Ray Harryhausen Has Died

The special effects genius was 92

Ray Harryhausen

by Phil de Semlyen |
Published on

Ray Harryhausen, a master of stop-motion animation and a true movie great, has died. He was 92.

Born in Los Angeles in June 1920, Harryhausen's enthusiasm for the burgeoning form of animation was sparked by a viewing of Willis O’Brien’s **King Kong **as a wide-eyed 13 year-old. Two years later and he could be found crafting his own homemade animations, prototypes of the models he would quickly come to perfect in **Mighty Joe Young **(1949), **It Came From Beneath The Sea **(1955), 20 Million Miles To Earth (1957) and The Valley Of Gwangi (1969).

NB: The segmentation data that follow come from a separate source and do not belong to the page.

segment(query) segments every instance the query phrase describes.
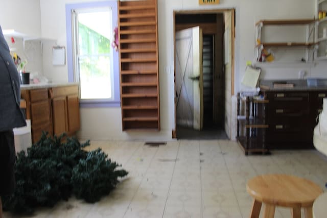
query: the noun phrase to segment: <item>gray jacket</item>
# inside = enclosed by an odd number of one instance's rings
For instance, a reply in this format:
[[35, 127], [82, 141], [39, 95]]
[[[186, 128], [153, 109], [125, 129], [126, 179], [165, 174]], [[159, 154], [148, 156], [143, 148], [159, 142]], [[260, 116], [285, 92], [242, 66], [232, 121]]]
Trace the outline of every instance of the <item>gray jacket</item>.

Three **Sinbad **movies delivered classic monsters like the Cyclops and Homonicus, **Jason And The Argonauts **(1963) brought skeletons and Talos to the screen, while Clash Of The Titans (1981) delivered Medusa and unleashed a Kraken. All memorable; all maintained for posterity by the Ray & Diana Harryhausen Foundation.

Harryhausen's magic captivated young viewers like Peter Jackson, Steven Spielberg and James Cameron, all of whom are quick to recognise their subsequent debt to Harryhausen and pay tribute to his artistry. “The Lord Of The Rings is my ‘Ray Harryhausen movie’," enthuses Jackson. "Without his wondrous images and storytelling it would never have been made – not by me at least.” Cameron describes him simply as "a giant".

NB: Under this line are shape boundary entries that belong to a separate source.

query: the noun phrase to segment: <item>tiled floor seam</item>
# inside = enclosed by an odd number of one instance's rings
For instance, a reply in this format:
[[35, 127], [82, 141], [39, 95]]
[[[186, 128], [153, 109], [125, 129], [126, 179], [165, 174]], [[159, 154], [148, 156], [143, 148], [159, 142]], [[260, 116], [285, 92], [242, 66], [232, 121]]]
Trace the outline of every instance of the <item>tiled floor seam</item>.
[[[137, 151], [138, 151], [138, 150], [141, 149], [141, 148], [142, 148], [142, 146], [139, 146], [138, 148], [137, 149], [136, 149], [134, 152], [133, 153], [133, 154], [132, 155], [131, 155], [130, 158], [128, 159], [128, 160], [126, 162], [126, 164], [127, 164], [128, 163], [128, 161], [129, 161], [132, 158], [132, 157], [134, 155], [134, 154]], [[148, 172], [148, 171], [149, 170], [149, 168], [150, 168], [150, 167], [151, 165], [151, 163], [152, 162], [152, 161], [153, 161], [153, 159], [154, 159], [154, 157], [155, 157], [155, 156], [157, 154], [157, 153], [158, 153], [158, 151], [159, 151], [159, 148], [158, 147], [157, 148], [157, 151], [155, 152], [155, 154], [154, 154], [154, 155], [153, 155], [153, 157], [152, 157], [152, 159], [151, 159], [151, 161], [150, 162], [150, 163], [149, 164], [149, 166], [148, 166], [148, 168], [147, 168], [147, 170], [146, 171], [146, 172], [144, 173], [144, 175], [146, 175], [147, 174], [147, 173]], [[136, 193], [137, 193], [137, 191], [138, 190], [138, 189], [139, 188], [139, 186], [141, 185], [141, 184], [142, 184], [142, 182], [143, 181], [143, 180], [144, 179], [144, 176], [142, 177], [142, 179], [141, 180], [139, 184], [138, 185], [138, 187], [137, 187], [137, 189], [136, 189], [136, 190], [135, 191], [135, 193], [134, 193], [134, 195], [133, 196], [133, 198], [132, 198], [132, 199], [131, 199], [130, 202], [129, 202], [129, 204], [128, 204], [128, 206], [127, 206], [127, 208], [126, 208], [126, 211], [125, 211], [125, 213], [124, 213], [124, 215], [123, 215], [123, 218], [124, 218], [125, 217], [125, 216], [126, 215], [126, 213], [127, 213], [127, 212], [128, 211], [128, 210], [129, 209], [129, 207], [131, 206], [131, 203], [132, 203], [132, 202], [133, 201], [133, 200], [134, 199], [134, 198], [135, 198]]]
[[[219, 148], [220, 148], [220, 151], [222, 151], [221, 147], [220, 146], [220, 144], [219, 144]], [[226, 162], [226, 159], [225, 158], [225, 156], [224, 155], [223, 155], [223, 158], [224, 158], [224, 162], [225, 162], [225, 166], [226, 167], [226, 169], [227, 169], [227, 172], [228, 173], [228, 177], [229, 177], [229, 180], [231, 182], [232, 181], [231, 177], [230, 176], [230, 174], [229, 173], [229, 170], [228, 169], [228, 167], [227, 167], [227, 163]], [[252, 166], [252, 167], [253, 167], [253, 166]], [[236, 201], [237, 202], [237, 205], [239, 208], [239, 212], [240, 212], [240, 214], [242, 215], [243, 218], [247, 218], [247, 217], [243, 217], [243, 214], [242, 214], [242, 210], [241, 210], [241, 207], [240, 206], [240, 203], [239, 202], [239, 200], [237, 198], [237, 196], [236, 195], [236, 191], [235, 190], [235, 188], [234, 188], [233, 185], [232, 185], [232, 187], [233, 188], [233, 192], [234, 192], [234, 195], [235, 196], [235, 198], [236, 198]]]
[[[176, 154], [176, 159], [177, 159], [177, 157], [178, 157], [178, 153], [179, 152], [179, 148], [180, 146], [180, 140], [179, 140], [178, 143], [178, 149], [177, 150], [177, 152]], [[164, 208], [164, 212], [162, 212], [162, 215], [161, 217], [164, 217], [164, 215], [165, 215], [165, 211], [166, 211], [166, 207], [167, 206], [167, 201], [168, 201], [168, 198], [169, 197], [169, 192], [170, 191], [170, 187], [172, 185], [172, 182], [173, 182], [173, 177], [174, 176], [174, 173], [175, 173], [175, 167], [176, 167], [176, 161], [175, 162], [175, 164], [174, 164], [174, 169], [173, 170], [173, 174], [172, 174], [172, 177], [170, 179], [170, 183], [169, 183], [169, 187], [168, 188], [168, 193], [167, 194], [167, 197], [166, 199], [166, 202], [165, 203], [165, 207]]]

When **Empire **spoke to the great man last year, he remembered working on those stop-motion classics with great fondness. Always unwilling to pick a favourite monster creation - it was like trying to pick a favourite child, he reasoned - he did confess to a weakness for his dinosaurs. "We tried real animals in some of the prehistoric pictures", he remembered, "just to save time and money, but the real animals never look as good as the animated ones".

Not merely a master craftsman, Harryhausen's handling of stop-motion action sequences was sublime too. Perhaps the greatest of all his set-pieces was Jason And The Argonauts**' timeless set-to in which Jason and his band battle a small cohort of skeletons, three months' worth of painstaking labour. Dynamic, free-flowing and filled with clammy desperation, it's a piece of cinema that remains lodged in the mind long after the film ends. We can't think of a better tribute.